Matrix-assisted laser desorption/ionization mass spectrometry (MALDI-MS) is widely used for analyzing thermally unstable and non-volatile molecules. However, MALDI-MS has limitations, including matrix deposition quality and interference at lower masses (<700 m/z). Surface-Assisted LDI-MS (SALDI-MS) is a technique that uses inorganic nanostructure subtstrates to overcome some of the MALDI limitations. This study investigates porous silicon (PSi) surfaces with varying morphological characteristics as substrates in LDI-MS.

Methodology

PSi substrates were produced by electrochemical etching of boron-doped silicon wafers, with different ethcing conditions to achieve various porosities and pore sizes. Substituted benzylpyridinium (BP) ions served as thermometer ions to evaluate the effective temperature associated with the different PSi surfaces.
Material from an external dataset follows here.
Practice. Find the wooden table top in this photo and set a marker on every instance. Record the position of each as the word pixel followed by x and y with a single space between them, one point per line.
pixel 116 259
The survival yield (SY) of the thermometer ions was calculated from mass spectra aquired in a rapifleX (Bruker) instrument. Effective temperatures were derived from SY data and dissciation energy of the ions (from DFT simulations).

Results

Porosity significantly impacts effective temperature and analyte fragmentation. A porosity of around 50% was optimal for softer desorption/ionization, facilitating better analysis of intact molecules. Preliminary results showed successful detection of small metabolites such as carbohydrates, peptides, and lipids, demonstrating the potential of PSi substrates in LDI-MS.

Conclusion

This study highlights the importance of PSi substrate porosity on LDI-MS performance. Optimal porosity levels reduce analyte fragmentation, enhancing the analysis of small metabolites. These findings advance the understanding of LDI mechanisms in porous silicon, suggesting optimization pathways for broader research and industrial applications. Future work will focus on correlating material properties (such as surface absorbance and thermal conductivity) with LDI performance to further refine this technique.